Двор был типичным – пятиэтажки буквой «П», детская площадка посередине, лавочка у третьего подъезда, где всегда кто-нибудь сидел. Тополя вдоль забора. Голуби на козырьке. И дворник – каждое утро, в семь, с метлой.
Его звали Василий. Это я узнала не от него.
***
Тамара Григорьевна жила на первом этаже соседнего подъезда. Ей было за семьдесят, голос низкий, с хрипотцой – каждое слово она тянула, будто пробовала на вкус. Она сидела на лавочке каждый день с девяти до одиннадцати, вне зависимости от погоды. Я присела рядом через две недели после переезда.
– Вы новенькая, – сказала она. Не спросила. Констатировала.
– Да. Четвёртый этаж, второй подъезд.
– Квартира Нади Пересветовой. Знала её. Хорошая была женщина.
– Это моя тётя.
Тамара Григорьевна кивнула, как будто это объясняло всё. Потом оглядела меня внимательно, оценивающе, и я поняла, что прошла какую-то проверку.
Мы разговорились.
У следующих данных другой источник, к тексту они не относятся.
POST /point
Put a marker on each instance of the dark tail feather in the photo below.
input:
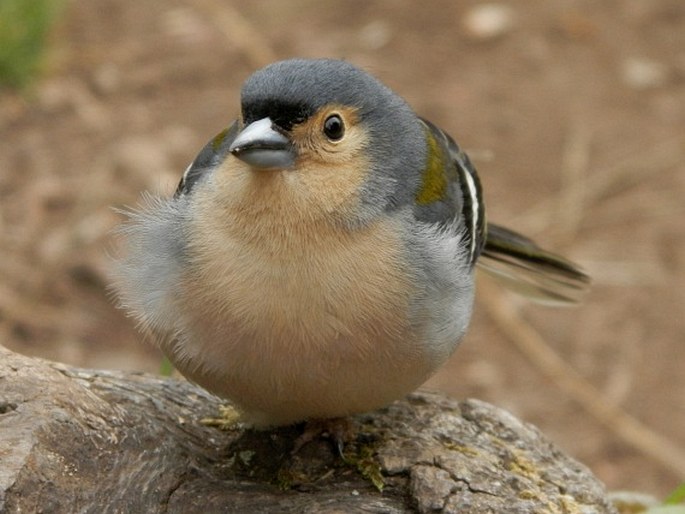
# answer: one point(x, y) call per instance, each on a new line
point(524, 267)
Я спросила про двор, про соседей, про то, как тут вообще живётся. И в какой-то момент – будто между прочим – спросила про дворника.
– Василий-то? – Тамара Григорьевна чуть улыбнулась. – Кожемякин. Он тут вырос. Прямо в этом дворе. Мать его, Зинаида, в первом подъезде жила, на первом этаже.
– Жила?
– Умерла. Пять лет назад. Сердце. Тихо ушла – заснула и не проснулась.
Я выдержала паузу. Потом всё-таки спросила:
– А почему он так долго метёт в том углу? У тополя?
Тамара Григорьевна повернулась ко мне. В глазах её мелькнуло что-то – не удивление, нет. Скорее узнавание. Словно она ждала этого вопроса.
– Все замечают, – сказала она. – И все спрашивают. А я не знаю. Восемь лет он так. С первого дня, как устроился.
– Восемь лет?
– Да. Он вернулся после развода. Жена осталась в Калуге, а он сюда. Мать к тому времени уже болела. Комнату ему оставила в коммуналке – тут же, на первом. Он устроился дворником и с тех пор каждое утро – одно и то же. Весь двор метёт нормально. А тот угол – точно ищет что-то.
Она замолчала.
– Мать его очень любила. Но виноватой себя считала. До самой смерти.
– Виноватой – в чём?
– В разводе. С отцом Васиным. Они разошлись, когда мальчику девять было. Он тяжело это пережил. Очень тяжело. Замкнулся. Раньше носился по двору с мальчишками, кричал, дрался – нормальный пацан. А после развода – как подменили. Тихий стал. Сидел на лавочке, рисовал что-то в тетрадке. Один.
Она провела ладонью по краю скамейки – дерево было отполировано тысячами рук.
– А Зинаида – мать его – себя грызла. Не при людях. Она женщина была строгая, лишнего не показывала. Но я видела. Я же рядом жила. Слышала, как она ночами ходила по комнате. Туда-сюда, туда-сюда. Половицы скрипели.
– А отец?
– Уехал. Сначала в область, потом дальше. Васька к нему ездил на каникулы, первые годы. Потом перестал. Они и сейчас не общаются, насколько я знаю.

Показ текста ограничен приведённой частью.